On Tuesday Mrs. Raynolds was laid to rest in the German Lutheran cemetery, and around her were gathered many of those whom she had lived to serve.
Then Dr. Raynolds and Mr. White decided that there was nothing left for them to do but return with us to America, and we left that week for Petrograd. There the American managers of what corresponds to our Y.M.C.A. were exceedingly kind and helpful. The city was so full of refugees from Poland that we had to sleep on tables in the Association halls the first night, but succeeded in securing rooms the next day. The children recovered, and Dr. Ussher’s improvement in health from the time of our arrival in Petrograd was simply wonderful. Mr. Yarrow seemed now quite himself again, although in reality he had not fully regained his strength.
Travelling up by rail round the Gulf of Bothnia, we spent a few days in Stockholm and sailed from Christiania on the 24th September, on the Danish ship “Hellig Olav.”
We had had absolutely no news from any station in Turkey since the middle of April, and from America only what information Dr. Raynolds had brought us. On our arrival in New York, on the 5th October, we heard of the massacre of the Armenians in Bitlis by Djevdet Bey as soon as he had reached there after having been driven from Van. We heard of Miss Ely’s death there in July, and of my brother’s death, on the 10th August, in Diyarbekir[[30]]; we heard that Miss McLaren was ill with typhus in Bitlis, and later that she was well; we learned of the massacre of Armenians all over Turkey and of their deportation. The Van refugees have been fortunate by comparison in that they could flee. Money for their relief has been sent to Transcaucasia; a few of them have succeeded in securing passports and getting to America.

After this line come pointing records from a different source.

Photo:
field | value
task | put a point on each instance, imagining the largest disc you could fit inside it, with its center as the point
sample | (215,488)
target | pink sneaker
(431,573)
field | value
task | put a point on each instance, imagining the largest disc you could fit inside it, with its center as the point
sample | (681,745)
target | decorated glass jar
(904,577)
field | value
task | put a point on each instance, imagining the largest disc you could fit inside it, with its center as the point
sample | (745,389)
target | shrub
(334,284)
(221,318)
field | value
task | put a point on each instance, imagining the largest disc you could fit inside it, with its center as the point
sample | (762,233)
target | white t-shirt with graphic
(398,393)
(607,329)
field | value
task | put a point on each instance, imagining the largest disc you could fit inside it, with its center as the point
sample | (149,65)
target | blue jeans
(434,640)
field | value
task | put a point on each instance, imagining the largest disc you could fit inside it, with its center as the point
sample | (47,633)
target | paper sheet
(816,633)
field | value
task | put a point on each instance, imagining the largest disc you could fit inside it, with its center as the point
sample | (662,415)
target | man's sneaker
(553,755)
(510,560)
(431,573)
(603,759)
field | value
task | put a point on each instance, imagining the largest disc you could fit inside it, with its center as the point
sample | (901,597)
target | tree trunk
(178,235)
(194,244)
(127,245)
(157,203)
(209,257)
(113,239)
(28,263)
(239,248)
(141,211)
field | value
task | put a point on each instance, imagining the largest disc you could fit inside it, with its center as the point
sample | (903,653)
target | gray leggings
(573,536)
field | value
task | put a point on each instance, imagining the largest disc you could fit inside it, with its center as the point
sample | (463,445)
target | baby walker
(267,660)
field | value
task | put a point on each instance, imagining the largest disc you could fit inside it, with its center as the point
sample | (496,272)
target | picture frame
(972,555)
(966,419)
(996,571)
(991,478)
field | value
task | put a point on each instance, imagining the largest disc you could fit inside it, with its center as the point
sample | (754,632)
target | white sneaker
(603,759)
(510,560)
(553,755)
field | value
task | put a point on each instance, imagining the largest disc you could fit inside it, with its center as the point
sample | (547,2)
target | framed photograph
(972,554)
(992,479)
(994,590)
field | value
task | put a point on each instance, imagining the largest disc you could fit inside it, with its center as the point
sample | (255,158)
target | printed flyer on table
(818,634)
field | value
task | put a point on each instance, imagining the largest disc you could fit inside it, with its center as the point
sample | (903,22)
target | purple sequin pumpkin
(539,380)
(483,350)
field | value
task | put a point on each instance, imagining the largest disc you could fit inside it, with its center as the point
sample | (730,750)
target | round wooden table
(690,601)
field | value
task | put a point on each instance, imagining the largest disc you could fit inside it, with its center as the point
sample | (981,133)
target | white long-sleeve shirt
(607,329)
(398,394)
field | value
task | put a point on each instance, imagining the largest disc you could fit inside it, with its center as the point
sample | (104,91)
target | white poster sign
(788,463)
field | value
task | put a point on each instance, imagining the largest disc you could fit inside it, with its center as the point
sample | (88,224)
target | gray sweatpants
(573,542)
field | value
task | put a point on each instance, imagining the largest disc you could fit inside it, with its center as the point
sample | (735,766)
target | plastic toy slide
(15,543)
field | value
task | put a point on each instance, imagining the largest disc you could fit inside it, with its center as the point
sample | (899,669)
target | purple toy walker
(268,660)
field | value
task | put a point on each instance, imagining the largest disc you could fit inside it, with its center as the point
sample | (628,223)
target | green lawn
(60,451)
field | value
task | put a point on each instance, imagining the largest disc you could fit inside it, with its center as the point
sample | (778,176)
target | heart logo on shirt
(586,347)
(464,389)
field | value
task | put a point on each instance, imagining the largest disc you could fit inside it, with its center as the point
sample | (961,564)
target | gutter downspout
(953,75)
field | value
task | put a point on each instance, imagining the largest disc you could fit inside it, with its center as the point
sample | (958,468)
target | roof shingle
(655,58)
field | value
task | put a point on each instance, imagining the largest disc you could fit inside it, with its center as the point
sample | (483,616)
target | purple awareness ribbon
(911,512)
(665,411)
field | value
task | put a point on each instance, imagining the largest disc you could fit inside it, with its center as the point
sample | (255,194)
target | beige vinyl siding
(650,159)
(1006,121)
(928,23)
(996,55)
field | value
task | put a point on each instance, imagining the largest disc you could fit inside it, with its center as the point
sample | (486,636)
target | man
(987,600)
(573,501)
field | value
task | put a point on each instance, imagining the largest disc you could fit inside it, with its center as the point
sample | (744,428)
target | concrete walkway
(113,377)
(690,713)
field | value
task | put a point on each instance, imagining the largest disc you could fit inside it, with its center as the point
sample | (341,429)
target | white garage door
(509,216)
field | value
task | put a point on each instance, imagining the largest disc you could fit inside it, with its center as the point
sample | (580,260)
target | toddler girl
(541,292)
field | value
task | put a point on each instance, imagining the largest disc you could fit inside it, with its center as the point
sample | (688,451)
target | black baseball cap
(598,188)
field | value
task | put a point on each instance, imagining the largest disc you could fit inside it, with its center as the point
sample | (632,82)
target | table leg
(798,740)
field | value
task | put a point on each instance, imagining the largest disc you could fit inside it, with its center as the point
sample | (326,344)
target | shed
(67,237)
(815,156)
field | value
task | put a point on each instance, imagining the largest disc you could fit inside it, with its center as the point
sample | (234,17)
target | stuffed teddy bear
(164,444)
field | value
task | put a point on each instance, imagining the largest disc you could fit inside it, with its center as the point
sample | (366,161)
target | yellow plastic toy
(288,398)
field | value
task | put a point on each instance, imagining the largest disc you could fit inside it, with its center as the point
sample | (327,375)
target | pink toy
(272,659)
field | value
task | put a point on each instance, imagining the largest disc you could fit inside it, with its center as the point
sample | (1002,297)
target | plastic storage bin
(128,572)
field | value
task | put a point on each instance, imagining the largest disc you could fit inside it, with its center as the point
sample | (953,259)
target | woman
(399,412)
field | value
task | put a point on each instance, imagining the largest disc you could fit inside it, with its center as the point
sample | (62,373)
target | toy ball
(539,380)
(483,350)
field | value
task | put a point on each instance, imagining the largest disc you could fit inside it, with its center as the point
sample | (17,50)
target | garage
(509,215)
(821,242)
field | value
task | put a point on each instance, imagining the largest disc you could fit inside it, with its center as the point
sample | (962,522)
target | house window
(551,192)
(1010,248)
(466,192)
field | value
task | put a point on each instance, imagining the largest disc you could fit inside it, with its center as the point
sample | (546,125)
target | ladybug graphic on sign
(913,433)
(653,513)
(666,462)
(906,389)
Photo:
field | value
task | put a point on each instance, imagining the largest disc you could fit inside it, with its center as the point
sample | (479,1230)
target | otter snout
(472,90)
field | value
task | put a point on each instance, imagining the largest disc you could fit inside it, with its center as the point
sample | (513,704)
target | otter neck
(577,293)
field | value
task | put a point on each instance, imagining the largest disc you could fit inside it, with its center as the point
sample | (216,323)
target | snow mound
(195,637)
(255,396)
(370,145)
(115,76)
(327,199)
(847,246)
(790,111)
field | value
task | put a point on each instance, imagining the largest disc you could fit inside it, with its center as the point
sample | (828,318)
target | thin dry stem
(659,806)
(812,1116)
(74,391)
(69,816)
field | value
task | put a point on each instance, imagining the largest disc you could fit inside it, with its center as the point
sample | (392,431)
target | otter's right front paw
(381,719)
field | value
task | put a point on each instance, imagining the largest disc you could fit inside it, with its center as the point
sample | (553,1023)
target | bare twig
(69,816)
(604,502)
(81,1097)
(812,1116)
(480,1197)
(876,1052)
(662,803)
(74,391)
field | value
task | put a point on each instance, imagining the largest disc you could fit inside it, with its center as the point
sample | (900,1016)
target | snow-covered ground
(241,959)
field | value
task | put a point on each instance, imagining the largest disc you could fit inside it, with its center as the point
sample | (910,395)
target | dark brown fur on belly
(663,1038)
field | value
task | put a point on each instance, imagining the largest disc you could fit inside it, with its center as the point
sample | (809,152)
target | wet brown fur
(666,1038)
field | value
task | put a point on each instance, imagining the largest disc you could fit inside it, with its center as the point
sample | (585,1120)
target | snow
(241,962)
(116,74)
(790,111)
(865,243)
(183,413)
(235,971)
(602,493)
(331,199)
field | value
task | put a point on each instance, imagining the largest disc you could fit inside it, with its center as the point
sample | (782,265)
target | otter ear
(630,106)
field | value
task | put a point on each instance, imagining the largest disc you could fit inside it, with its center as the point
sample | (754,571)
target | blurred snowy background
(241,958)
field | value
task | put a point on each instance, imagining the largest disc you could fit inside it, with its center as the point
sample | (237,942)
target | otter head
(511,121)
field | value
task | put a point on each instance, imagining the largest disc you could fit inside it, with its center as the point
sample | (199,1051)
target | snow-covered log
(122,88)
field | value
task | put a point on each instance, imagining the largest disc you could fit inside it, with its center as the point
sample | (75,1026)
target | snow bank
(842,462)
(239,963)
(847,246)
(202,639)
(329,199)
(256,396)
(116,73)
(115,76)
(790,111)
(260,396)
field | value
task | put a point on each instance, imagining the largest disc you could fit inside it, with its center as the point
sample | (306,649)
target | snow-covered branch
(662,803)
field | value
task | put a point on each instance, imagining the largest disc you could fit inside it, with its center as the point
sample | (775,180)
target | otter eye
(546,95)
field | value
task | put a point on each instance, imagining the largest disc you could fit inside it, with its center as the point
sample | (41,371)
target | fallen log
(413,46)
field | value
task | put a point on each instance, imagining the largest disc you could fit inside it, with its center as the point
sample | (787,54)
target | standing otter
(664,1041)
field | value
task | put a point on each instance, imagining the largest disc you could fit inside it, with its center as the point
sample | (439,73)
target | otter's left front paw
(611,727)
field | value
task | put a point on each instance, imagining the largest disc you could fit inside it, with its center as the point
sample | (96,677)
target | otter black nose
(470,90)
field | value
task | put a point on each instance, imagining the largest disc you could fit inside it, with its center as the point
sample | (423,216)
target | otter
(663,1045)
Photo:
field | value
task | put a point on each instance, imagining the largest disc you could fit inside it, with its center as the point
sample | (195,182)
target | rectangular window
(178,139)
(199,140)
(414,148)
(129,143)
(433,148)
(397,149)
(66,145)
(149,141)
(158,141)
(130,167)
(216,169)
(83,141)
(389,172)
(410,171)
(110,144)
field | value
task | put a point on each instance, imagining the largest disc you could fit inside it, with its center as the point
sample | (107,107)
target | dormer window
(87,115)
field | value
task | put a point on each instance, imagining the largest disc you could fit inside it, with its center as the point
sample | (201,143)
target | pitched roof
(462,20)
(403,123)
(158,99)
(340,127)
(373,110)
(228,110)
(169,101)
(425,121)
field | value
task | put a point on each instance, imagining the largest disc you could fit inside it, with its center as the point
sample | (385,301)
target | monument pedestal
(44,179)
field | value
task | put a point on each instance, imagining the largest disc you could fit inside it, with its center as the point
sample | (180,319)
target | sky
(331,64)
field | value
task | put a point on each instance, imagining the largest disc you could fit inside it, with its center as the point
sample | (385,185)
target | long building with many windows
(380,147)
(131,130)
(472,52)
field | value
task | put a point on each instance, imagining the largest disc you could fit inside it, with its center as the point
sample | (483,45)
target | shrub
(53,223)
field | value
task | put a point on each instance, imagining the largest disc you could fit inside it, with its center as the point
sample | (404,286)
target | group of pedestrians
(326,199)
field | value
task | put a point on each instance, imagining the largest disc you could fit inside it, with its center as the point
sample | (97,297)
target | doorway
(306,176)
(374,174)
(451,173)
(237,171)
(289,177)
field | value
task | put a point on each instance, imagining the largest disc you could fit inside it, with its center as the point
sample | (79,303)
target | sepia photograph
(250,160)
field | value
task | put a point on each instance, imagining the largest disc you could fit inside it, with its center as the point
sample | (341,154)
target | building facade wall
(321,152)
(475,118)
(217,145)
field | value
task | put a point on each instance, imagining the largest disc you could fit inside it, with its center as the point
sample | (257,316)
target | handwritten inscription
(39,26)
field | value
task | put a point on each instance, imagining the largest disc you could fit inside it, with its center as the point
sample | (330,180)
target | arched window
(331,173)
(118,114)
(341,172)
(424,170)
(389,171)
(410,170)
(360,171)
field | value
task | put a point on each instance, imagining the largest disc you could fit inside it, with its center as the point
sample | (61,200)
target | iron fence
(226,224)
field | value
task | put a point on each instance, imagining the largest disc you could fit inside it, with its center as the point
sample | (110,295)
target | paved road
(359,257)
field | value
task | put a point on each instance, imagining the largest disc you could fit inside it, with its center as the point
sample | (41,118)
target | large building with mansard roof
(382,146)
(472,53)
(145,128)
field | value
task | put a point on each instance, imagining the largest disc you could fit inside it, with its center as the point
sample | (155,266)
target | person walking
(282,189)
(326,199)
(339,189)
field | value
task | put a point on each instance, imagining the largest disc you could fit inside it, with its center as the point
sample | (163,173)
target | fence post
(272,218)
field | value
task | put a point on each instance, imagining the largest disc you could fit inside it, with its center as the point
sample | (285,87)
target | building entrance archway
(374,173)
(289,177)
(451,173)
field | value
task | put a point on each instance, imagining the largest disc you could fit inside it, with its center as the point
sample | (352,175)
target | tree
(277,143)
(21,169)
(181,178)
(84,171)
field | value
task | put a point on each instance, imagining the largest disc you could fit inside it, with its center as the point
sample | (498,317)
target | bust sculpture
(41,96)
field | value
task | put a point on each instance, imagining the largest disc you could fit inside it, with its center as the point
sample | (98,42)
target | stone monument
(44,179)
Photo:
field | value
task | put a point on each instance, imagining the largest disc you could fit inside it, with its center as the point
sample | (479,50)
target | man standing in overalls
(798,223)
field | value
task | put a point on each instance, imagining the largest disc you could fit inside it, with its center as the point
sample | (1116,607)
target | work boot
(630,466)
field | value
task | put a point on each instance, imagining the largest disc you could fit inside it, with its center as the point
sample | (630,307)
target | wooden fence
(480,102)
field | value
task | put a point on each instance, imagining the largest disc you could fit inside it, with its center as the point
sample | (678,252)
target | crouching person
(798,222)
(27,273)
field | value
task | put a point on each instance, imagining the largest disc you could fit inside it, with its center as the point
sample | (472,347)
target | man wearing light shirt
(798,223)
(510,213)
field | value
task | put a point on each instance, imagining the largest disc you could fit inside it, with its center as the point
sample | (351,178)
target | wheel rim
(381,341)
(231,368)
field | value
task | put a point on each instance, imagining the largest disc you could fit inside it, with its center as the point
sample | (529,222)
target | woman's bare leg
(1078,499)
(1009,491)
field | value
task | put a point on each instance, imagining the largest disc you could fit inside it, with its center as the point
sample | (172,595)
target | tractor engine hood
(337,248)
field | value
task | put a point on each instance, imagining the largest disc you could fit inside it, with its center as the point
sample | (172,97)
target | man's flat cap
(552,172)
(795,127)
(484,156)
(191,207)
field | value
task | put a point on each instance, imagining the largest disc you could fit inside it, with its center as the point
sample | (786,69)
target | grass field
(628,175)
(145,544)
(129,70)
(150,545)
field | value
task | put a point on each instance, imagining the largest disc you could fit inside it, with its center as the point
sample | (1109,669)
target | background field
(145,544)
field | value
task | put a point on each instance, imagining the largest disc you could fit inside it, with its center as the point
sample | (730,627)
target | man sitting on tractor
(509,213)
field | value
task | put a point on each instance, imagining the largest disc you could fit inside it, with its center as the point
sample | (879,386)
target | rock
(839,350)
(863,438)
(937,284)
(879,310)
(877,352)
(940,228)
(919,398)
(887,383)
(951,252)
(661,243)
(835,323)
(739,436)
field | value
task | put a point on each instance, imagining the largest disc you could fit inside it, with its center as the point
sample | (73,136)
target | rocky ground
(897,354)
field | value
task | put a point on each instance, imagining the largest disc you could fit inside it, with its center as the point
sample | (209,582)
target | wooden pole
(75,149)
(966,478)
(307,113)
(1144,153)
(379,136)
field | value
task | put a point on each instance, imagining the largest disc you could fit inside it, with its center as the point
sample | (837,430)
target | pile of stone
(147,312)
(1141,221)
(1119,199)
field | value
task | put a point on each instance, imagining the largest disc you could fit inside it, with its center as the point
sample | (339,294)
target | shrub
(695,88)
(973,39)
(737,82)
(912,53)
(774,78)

[29]. The shelling of the mission buildings is also described by Mr. Yarrow, in an interview published in the New York “Times” 6th October, 1915, the day after his arrival in America:—
“For twenty-seven days 1,500 determined Armenians held Van against 5,000 Turks and Kurds, and for the last three days they were shelled with shrapnel from a howitzer brought up by a Turkish company headed by a German officer. I myself saw him directing the fire of the gun.